In the literature, Cohen et al. published the first paper about malignancy-related Sweet's syndrome. Nearly 21% of patients with Sweet's syndrome have malignancy. Although the most common malignancies are hematological disorders (85%) such as acute myelogenous leukemia, Hodgkin disease and polycythemia vera, Sweet's syndrome also related with solid tumors such as adenocarcinomas of the genitourinary tract, gastrointestinal tract and breast. In this form of the syndrome, the skin lesions can occur before, after or concomitant to the diagnosis of the malignancy. Therefore, especially in oncology patients, the Sweet's syndrome can be a strong sign of recurrence.

In our case, Sweet's syndrome occurred as a first sign of the tumor, alongside with hematuria. It was presented with high-grade bladder cancer as a paraneoplastic syndrome. In the literature it usually means a poor prognosis. After TUR-BT operation and six cycle of intravesical BCG therapy, the skin lesions regressed dramatically. However, we could not decide whether the surgery or the BCG therapy treated the skin lesions. In the literature, Cohen et al. suggested that after the treatment of the malignancy, the related dermatosis should be regressed. However, we found a recurrent tumor in the bladder at the first control. Therefore, we decided that the BCG therapy might be the real reason for regressing the dermatosis. Although its exact mechanism of action is still unclear, complementary effect on the immune response have been shown in some studies. Thus, the BCG therapy might somehow modulate the global immune response and clear the skin lesions.
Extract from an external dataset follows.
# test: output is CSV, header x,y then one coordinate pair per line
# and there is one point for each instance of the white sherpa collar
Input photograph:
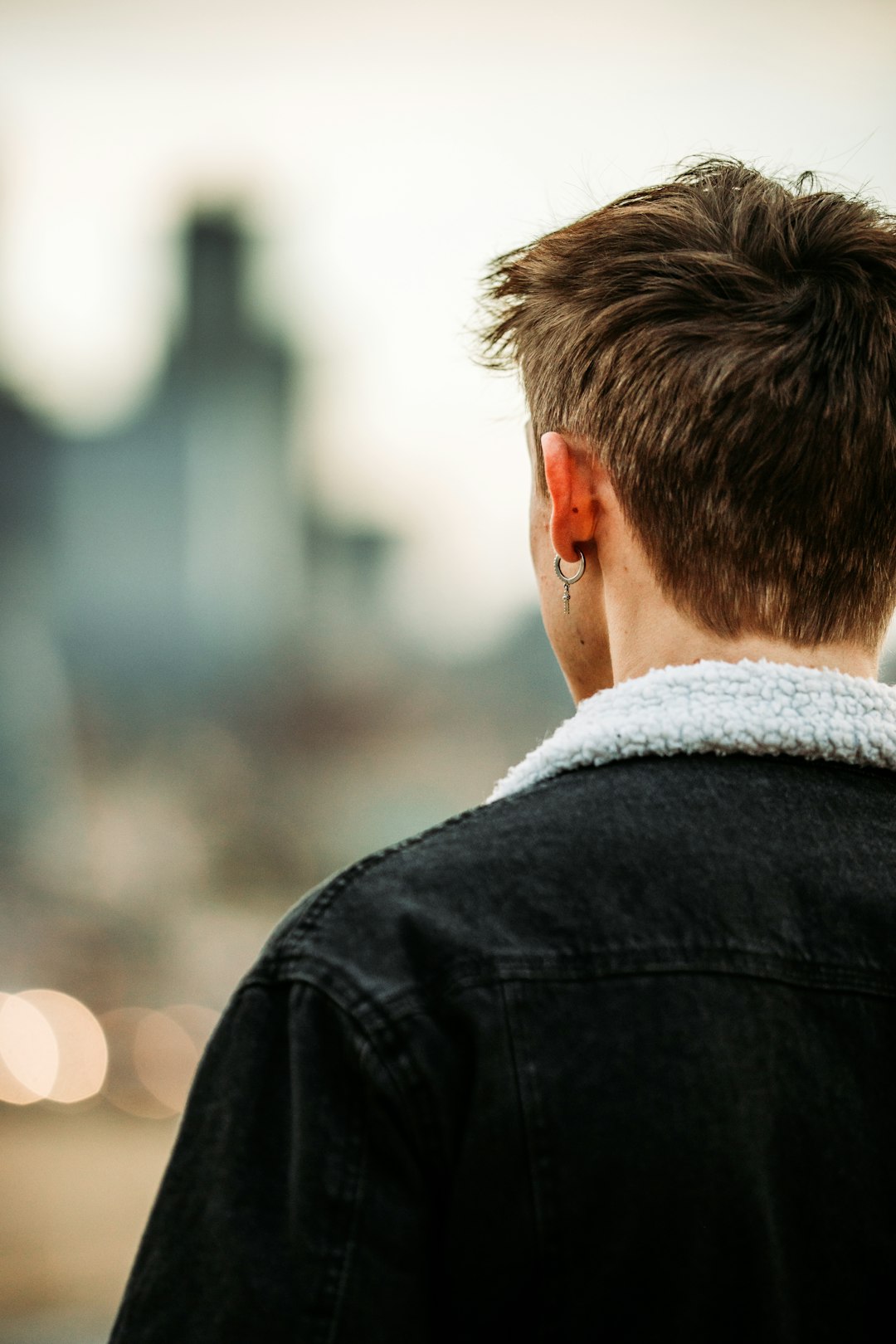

Declaration of competing interest

All authors declare that he/she has no conflict of interest.

All procedures performed in studies involving human participants were in accordance with the ethical standards of the institutional and/or national research committee and with the 1964 Helsinki declaration and its later amendments or comparable ethical standards.

Informed consent was obtained from all individual participants included in the study.

The work was performed at Urology Department of Sisli Hamidiye Etfal Training and Research Hospital Istanbul, Turkey.